5/ Enfin vient le début du renouveau : L’ACCEPTATION : Dans cette étape, nos interlocuteurs acceptent enfin la perte de l’ancien, la perte des repères, et de l’organisation et du management d’avant. C’est un moment ou une forme d’énergie neutre, une page blanche se dévoile, ou certaines parties du collectif et des individus (re)commencent à avoir un mouvement intérieur de renaissance, comme si pouvaient émerger de nouveaux possibles, c’est à ce moment que survient la phrase magique du « bon c’est bien beau tout ça, mais comment on s’y (re)met ? ». et là, c’est l’envie qui doucement, reprend sa place, pour un nouveau cycle…

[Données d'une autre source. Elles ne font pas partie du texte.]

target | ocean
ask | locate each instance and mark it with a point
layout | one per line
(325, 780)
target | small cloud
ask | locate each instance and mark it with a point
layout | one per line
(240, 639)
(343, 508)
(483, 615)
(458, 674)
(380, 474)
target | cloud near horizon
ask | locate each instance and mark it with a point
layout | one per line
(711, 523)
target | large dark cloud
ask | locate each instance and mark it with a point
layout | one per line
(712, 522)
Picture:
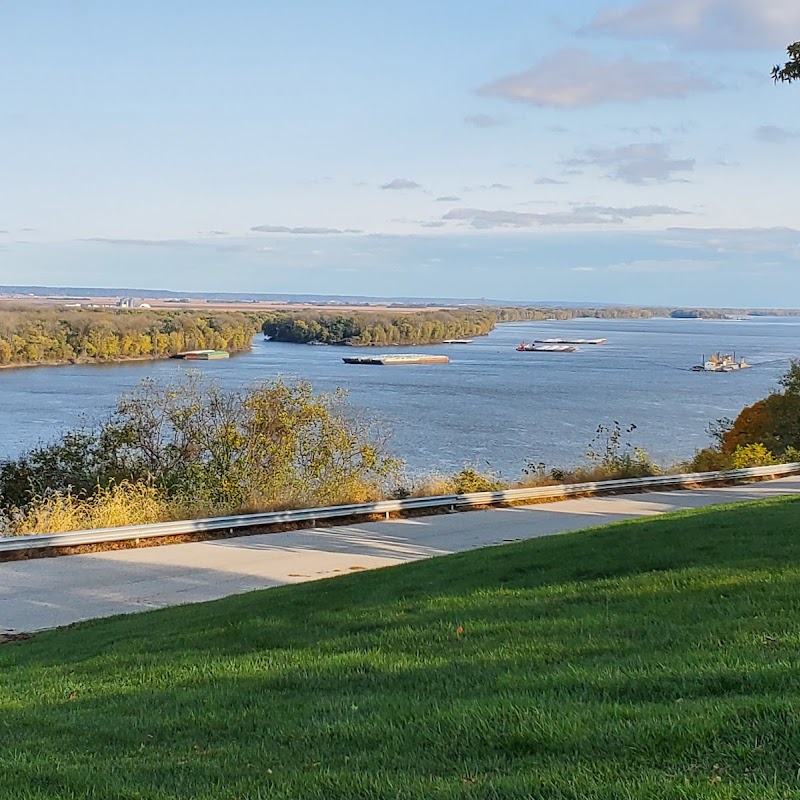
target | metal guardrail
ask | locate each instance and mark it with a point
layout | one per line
(384, 507)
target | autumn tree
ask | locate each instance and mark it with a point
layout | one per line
(790, 71)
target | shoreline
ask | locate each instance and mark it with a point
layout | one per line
(84, 362)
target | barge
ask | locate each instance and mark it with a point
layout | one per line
(396, 358)
(524, 347)
(202, 355)
(570, 341)
(721, 363)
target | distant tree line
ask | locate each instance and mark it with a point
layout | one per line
(423, 327)
(64, 335)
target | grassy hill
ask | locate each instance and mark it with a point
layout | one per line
(650, 659)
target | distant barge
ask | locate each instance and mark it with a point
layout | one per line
(570, 341)
(524, 347)
(397, 358)
(202, 355)
(721, 363)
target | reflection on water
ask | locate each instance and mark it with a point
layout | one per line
(490, 404)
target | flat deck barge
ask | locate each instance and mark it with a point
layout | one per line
(396, 358)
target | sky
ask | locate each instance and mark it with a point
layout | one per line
(595, 151)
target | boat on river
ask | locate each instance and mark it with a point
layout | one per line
(570, 341)
(202, 355)
(397, 358)
(525, 347)
(717, 362)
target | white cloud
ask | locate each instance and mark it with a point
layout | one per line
(664, 265)
(642, 163)
(773, 134)
(739, 24)
(577, 78)
(483, 121)
(303, 230)
(483, 219)
(401, 183)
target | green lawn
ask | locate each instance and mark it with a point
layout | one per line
(650, 659)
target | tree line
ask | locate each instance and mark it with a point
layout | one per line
(423, 327)
(64, 335)
(430, 327)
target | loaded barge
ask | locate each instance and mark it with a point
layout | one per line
(524, 347)
(202, 355)
(570, 341)
(721, 363)
(397, 358)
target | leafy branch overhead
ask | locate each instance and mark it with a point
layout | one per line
(790, 71)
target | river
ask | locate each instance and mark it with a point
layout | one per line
(490, 407)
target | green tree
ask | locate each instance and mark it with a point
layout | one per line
(790, 71)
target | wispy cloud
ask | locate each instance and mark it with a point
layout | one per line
(144, 242)
(773, 134)
(302, 230)
(483, 219)
(401, 183)
(739, 24)
(642, 163)
(483, 121)
(664, 265)
(735, 241)
(577, 78)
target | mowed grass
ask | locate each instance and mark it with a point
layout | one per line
(650, 659)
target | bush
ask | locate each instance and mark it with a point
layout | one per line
(614, 457)
(469, 480)
(275, 445)
(710, 460)
(752, 455)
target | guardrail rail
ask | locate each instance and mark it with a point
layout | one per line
(383, 507)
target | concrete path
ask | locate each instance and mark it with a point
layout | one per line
(49, 592)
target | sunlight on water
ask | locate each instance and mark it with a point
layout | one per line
(490, 405)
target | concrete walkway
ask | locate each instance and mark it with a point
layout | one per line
(50, 592)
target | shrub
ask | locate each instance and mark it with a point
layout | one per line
(752, 455)
(469, 480)
(710, 460)
(614, 457)
(275, 445)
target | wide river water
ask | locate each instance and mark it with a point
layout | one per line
(490, 405)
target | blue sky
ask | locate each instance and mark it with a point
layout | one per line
(594, 151)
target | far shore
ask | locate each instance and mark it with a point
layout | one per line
(83, 362)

6/ Ensuite, apparait la RECONSTRUCTION : C’est le moment ou une nouvelle dynamique s’installe, celle ou le manager, l’équipe, le collectif tout entier est en train de se réorganiser pour répondre aux enjeux de sa survie, ou bien tout simplement se lance dans un brainstorming créatif pour imaginer la suite. C’est un moment de magnifique intensité, ou nous sommes témoins de la résilience de l’être humain, de sa capacité de régénération, en individuel ou en groupe, de sa capacité à s’organiser et à co-créer son devenir, bref à se réinventer !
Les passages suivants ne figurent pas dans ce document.